2.7.2 Reducing hallucinations in LLMs output
In order to solve the common illusion phenomenon in LLMs, that is, the model generates inaccurate or inconsistent content, a verification method based on iterative verification and similarity comparison is adopted. This method ensures the reliability and scientificity of each output through multiple verifications and comparisons of results. The specific verification steps are as follows:
First, LLMs generate preliminary output based on the provided prompts, describing the relationship between changes in each clinical indicator and the risk of postoperative AKI. Then, the generated preliminary output is combined with the marker name to form a second input, requiring the model to re-evaluate its effectiveness. The prompts for verification are as follows:
“Please evaluate whether the clinical indicator name and functional description in the input match reasonably. If reasonable, please answer “yes”; if not reasonable, please answer “no” and provide the correct biological role of the clinical indicator, especially its role in the occurrence of postoperative AKI. The specific input is as follows: (clinical indicator name) + initial results.”
2.7.3 Compilation and synthesis of results
After multiple verifications and iterations of the LLMs connection API, the final functional description of each clinical indicator was obtained, which clarified the role of each indicator in the occurrence of postoperative AKI. The verified results will be summarized to form a comprehensive assessment of the risk of postoperative AKI. This process ensures that reliable clinical indicator analysis can be used to predict the risk of AKI after cardiac surgery, provide accurate risk assessment, and provide a scientific basis for clinical decision-making (see Figure 1). A detailed workflow is provided in Supplementary materials.
3 Results
3.1 Patient extraction results and multi-model analysis
In the MIMIC-IV database, there are 25,837 ICU patients who underwent surgery, with 6,247 undergoing cardiac surgery. After excluding 1,229 patients with preoperative AKI, the first hospitalization details were retained for patients with repeated admissions. Additionally, 453 patients who did not have AKI measurements within 48 h were excluded. Ultimately, 4,565 patients were included in the study (see Figure 2).
To identify clinical features strongly associated with the occurrence of AKI at different stages (Stage 1, Stage 2, Stage 3), independent predictive models were constructed for each AKI stage. All models were trained using only preoperative clinical variables to evaluate their importance in predicting AKI.
To identify clinical features associated with different stages of AKI (Stage 1, Stage 2, Stage 3), we constructed separate prediction models for each stage. All models were developed using only preoperative clinical variables to ensure real-world clinical applicability and early risk prediction. Feature importance in the random forest models was quantified based on the contribution of each variable to decision tree splits. Higher importance scores indicated stronger predictive relevance. To ensure optimal model performance, the max_features parameter was fine-tuned. To reduce potential confounding, we selected the top-ranking features for each AKI stage and compared them using a Venn diagram to extract shared predictive variables across all three stages. These consistently important variables were considered common predictors of AKI, reflecting their robust predictive power across the clinical spectrum of AKI. Representative features included variables related to fluid therapy, electrolyte management, laboratory markers, medications, and hemodynamic parameters.

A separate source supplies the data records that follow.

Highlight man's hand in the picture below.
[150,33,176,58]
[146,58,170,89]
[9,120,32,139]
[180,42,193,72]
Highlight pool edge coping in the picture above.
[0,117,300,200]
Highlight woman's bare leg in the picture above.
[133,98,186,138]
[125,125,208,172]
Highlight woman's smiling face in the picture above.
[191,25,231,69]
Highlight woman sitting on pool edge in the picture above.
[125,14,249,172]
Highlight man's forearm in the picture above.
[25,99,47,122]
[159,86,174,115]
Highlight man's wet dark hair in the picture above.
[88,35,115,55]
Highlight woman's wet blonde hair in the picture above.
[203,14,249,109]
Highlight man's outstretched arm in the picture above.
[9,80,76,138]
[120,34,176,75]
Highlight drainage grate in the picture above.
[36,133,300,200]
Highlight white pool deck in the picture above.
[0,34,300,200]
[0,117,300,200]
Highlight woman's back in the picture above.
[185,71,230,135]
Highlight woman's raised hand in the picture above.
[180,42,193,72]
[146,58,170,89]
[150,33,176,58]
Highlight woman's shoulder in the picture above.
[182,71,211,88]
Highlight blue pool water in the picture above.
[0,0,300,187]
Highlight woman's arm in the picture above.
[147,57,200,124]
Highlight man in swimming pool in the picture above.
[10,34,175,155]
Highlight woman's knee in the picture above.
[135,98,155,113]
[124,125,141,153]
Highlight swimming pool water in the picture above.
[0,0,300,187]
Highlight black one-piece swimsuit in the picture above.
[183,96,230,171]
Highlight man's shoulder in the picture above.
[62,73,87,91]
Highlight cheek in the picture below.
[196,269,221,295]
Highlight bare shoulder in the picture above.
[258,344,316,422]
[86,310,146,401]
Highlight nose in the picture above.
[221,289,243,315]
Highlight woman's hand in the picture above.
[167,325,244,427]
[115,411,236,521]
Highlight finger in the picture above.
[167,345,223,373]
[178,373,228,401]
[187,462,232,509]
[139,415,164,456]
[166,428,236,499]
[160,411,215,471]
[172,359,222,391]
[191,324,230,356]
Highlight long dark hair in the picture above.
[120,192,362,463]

In parallel, LASSO regression models were developed separately for each AKI stage. Using L1 regularization, these models effectively reduced high-dimensional feature spaces by shrinking the coefficients of irrelevant or redundant variables toward zero. This approach not only minimized overfitting but also enhanced model generalizability. Notably, as AKI severity increased, the number of significant predictors decreased, suggesting that advanced AKI stages can be predicted with fewer but more decisive variables.

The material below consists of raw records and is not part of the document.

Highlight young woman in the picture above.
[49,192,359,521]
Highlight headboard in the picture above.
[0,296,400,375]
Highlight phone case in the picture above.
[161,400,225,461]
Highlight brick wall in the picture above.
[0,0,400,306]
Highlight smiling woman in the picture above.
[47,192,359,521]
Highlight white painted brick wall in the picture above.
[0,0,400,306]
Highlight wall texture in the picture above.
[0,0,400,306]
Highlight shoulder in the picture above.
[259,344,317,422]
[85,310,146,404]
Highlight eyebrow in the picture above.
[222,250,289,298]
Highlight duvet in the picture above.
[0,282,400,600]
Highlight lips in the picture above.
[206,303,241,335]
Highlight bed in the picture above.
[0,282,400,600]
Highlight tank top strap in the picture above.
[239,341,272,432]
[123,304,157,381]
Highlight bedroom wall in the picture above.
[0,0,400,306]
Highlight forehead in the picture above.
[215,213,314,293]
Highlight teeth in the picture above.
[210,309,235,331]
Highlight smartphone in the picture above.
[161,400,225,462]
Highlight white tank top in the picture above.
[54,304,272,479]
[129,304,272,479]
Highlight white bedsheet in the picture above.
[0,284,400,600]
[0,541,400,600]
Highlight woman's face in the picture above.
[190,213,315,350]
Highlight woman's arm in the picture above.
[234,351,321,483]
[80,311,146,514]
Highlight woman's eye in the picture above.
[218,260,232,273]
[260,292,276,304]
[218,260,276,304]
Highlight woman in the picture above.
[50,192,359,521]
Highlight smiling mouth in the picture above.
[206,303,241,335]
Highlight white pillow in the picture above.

To further determine stage-independent predictors, the top features identified by the LASSO models for each stage were compared using Venn diagram analysis. The intersection revealed a set of core clinical indicators consistently associated with AKI across all stages. These features encompassed various domains, including fluid balance (e.g., Sodium Chloride 0.9% Flush, Potassium Chloride, Free Water), medication use (e.g., Propofol, Atorvastatin, Morphine Sulfate), laboratory results [e.g., Creatinine (serum), BUN, Lactic Acid, Chloride (serum)], and vital signs or respiratory parameters [e.g., Arterial Blood Pressure Mean, PEEP Set, Inspired O2 Fraction, Cardiac Output (thermodilution)]. The integration of these core indicators laid the foundation for robust and interpretable AKI risk prediction models applicable to the perioperative cardiac surgery setting.
3.2 Model evaluation
In order to evaluate the predictive performance of multiple machine learning model constructed in this study, the 10-fold cross-validation method was used. In each round of cross-validation, the model was trained using the training set and evaluated on the validation set. Each round of the entire 10-fold cross-validation process outputs the corresponding evaluation indicators, and finally, the overall performance and stability of the model are obtained by averaging all 10-fold cross-validation results. In order to comprehensively measure the ability of the model in predicting the occurrence of AKI, multiple standardized evaluation indicators were calculated, including accuracy, sensitivity, specificity, precision, as well as the receiver operating characteristic curve (ROC) and the area under the ROC curve (AUC). The AUC values are all greater than 0.85, and the model performance has high reliability, strong discrimination ability, and stable predictive performance in the AKI prediction task (see Figure 3 and Table 3).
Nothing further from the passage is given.